There are indeed so many ideas that would improve our democratic process but they all depend on reform from the same political representatives who are responsible for the current quagmire and who are not showing any sort of commitment to improve a clearly broken system.

Fann believes that constant engagement with lawmakers is key.

"Part of Bersih 2.0's advocacy over the past one year has been to engage with politicians from all parties in getting their views on recall elections.

"We did it mostly online through private meetings, webinars and some face-to-face meetings. We are pleased to note that there is a growing acceptance for recall elections.

"Politicians are sensitive to public opinion and they would be reluctant to effect changes unless there is a groundswell of support for these reforms. As such, another reason for us to launch the SREL is to get public support for this reform and we hope to see political parties making commitments to having recall elections in their party manifestoes for GE15," he said.

Mechanics of the SREL

According to Fann, the purpose of the SREL is to give Malaysian voters a sampler of how a recall election would work if we have such a law in place.

Bersih chairperson Thomas Fann
Bersih chairperson Thomas Fann

"We commissioned a research report into recall elections and made some recommendations on how a recall election could be conducted in Malaysia, where the process is longer, needing a petition of at least one percent of registered voters in a constituency to initiate, then another 10 percent to trigger a recall election and finally a recall election where at least 50 percent of voters plus one voting 'Yes' to remove - or more voters than the elected rep received at the last election - for the recall or sacking to be successful."

For the purposes of this campaign, it has been scaled down so that voters can have an easier experience of taking part in this exercise.

Fann said interested voters can contact Bersih 2.0 to indicate their interest to initiate an SREL in their constituency.

For this campaign, only constituencies that saw their MPs or assemblyperson defecting to another party/coalition or going independent, qualify to participate.

i) Once Bersih approves the interested person or party, they will create an online link where the initiator has to collect at least three percent of registered voters of their constituency. Only registered voters for GE14 are allowed to take part as they were the voters who had voted or had the right to vote. There is no time limit to the collection of the three percent.

ii) Once the three percent has been achieved, Bersih will verify that these are genuine voters for the constituency.

iii) Bersih will then offer to host a debate between the initiator of the petition and the targeted MP or assemblyperson so that both sides have a chance to present their case as to why they should be sack or retained.

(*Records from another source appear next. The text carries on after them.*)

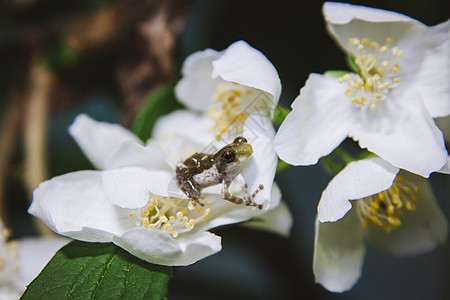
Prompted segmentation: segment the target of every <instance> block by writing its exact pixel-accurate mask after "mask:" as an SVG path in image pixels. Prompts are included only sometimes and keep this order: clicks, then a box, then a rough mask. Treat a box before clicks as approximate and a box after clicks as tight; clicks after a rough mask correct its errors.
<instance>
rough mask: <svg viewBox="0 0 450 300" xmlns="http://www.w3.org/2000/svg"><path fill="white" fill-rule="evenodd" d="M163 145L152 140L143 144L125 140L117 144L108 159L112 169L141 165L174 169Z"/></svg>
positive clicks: (108, 164)
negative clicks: (172, 167)
mask: <svg viewBox="0 0 450 300" xmlns="http://www.w3.org/2000/svg"><path fill="white" fill-rule="evenodd" d="M167 159H168V158H167V157H166V156H165V155H164V153H163V152H162V150H161V147H160V146H159V145H158V144H157V143H156V142H155V141H151V142H150V143H148V144H147V145H145V146H143V145H141V144H137V143H135V142H124V143H122V144H120V145H119V146H117V147H116V148H115V149H114V150H113V151H112V153H111V155H110V156H109V158H108V159H107V160H106V164H107V165H108V168H110V169H117V168H122V167H140V168H144V169H151V170H165V171H169V170H173V169H172V168H171V167H170V164H169V162H166V161H167Z"/></svg>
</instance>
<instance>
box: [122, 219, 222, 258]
mask: <svg viewBox="0 0 450 300" xmlns="http://www.w3.org/2000/svg"><path fill="white" fill-rule="evenodd" d="M113 242H114V243H115V244H116V245H118V246H120V247H122V248H123V249H125V250H127V251H128V252H130V253H131V254H133V255H135V256H137V257H139V258H140V259H143V260H145V261H148V262H150V263H155V264H160V265H167V266H186V265H190V264H193V263H195V262H196V261H198V260H200V259H203V258H205V257H207V256H210V255H212V254H215V253H217V252H219V251H220V250H221V249H222V245H221V238H220V237H219V236H216V235H214V234H212V233H209V232H199V233H197V234H195V235H194V234H186V235H184V236H179V237H178V238H176V239H175V238H172V237H171V236H170V235H168V234H167V233H166V232H163V231H160V230H149V229H146V228H140V227H136V228H133V229H132V230H129V231H127V232H125V233H124V234H123V235H121V236H119V237H114V239H113Z"/></svg>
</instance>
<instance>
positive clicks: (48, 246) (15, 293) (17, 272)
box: [0, 221, 68, 300]
mask: <svg viewBox="0 0 450 300" xmlns="http://www.w3.org/2000/svg"><path fill="white" fill-rule="evenodd" d="M9 235H10V233H9V230H8V229H6V228H5V227H4V226H3V222H1V221H0V300H14V299H18V298H19V297H20V295H21V294H22V293H23V291H25V288H26V286H27V285H28V284H29V283H30V282H31V281H32V280H33V279H34V277H36V276H37V275H38V274H39V272H40V271H41V270H42V269H43V268H44V266H45V264H46V263H47V262H48V261H49V260H50V259H51V257H52V256H53V255H54V254H55V252H56V251H57V250H58V249H59V248H60V247H62V246H63V245H64V244H66V243H67V242H68V240H67V239H65V238H61V237H47V238H26V239H19V240H13V241H9V240H8V239H9Z"/></svg>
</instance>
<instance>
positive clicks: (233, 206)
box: [195, 177, 292, 234]
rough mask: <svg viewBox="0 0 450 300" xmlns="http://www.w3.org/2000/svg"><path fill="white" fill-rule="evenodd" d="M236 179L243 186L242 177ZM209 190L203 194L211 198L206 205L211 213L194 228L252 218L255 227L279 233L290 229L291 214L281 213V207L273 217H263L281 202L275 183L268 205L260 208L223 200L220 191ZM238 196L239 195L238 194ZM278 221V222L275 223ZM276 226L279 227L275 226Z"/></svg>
mask: <svg viewBox="0 0 450 300" xmlns="http://www.w3.org/2000/svg"><path fill="white" fill-rule="evenodd" d="M236 180H237V181H238V182H237V184H236V186H241V188H242V186H243V180H242V178H240V177H238V178H237V179H236ZM233 188H234V187H233V185H232V186H231V188H230V191H233ZM210 191H211V190H210V189H205V190H204V193H203V196H204V197H205V198H206V199H209V200H211V204H209V205H208V207H209V208H210V209H211V213H210V215H209V217H208V220H207V221H205V222H202V223H199V224H197V225H196V226H195V230H198V231H205V230H208V229H211V228H215V227H219V226H223V225H229V224H235V223H240V222H244V221H249V220H251V219H252V218H253V219H254V220H255V222H252V223H258V226H257V227H261V229H265V230H268V231H272V232H276V233H279V234H284V233H287V232H288V231H289V229H290V227H289V226H290V223H291V221H292V220H291V216H290V215H289V213H288V214H285V215H283V208H281V209H280V211H278V212H276V213H274V214H273V215H272V217H273V218H270V217H269V218H267V219H266V218H265V214H267V213H270V212H271V211H272V210H275V209H276V208H277V207H278V206H279V205H280V203H281V202H280V201H281V192H280V189H279V188H278V186H277V185H276V184H274V185H273V188H272V196H271V199H270V202H271V203H270V206H269V207H266V208H264V209H262V210H260V209H258V208H255V207H248V206H243V205H237V204H234V203H231V202H229V201H226V200H224V199H223V198H222V197H221V195H220V192H219V193H216V194H211V193H210ZM238 196H240V195H239V194H238ZM282 217H286V219H283V220H281V218H282ZM260 221H262V222H260ZM265 221H269V223H267V224H260V223H263V222H265ZM271 221H273V222H271ZM278 221H279V222H280V223H279V224H278V223H277V222H278ZM254 225H255V224H254ZM277 226H278V227H279V228H276V227H277ZM252 227H255V226H252ZM288 227H289V228H288Z"/></svg>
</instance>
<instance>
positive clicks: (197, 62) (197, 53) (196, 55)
mask: <svg viewBox="0 0 450 300" xmlns="http://www.w3.org/2000/svg"><path fill="white" fill-rule="evenodd" d="M219 56H220V53H219V52H218V51H216V50H212V49H206V50H204V51H199V52H195V53H193V54H191V55H189V56H188V57H187V58H186V60H185V61H184V63H183V68H182V71H181V72H182V74H183V77H182V78H181V80H180V81H179V82H178V84H177V85H176V87H175V93H176V95H177V97H178V99H180V101H181V102H183V103H184V104H185V105H186V106H187V107H189V108H193V109H198V110H201V111H204V110H207V109H208V107H209V105H210V102H211V100H212V98H213V96H214V94H215V93H216V87H217V85H218V84H219V83H220V82H221V81H222V79H221V78H213V77H211V73H212V71H213V66H212V62H213V61H214V60H215V59H217V58H218V57H219Z"/></svg>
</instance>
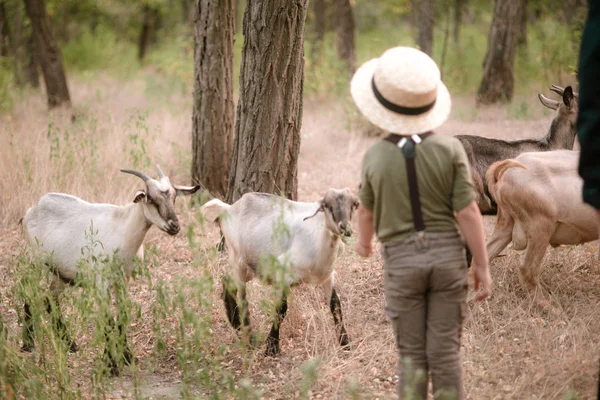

If the targeted representative does not want to respond or take part in the debate, this part will be skipped.

iv) Bersih will then open up the online page for the SREL where eligible voters can vote 'Yes' or 'No' to the question, "Do you want to sack YB ____?" The polling period will last for one month.

v) At the close of polling. Bersih will then reveal the result.

If there are more 'Yes' votes than 'No' votes and if more than 10 percent of registered voters have participated, Berish will show that had there been a recall election law in Malaysia, there would be a high probability that the elected representative would be sacked and a fresh election called.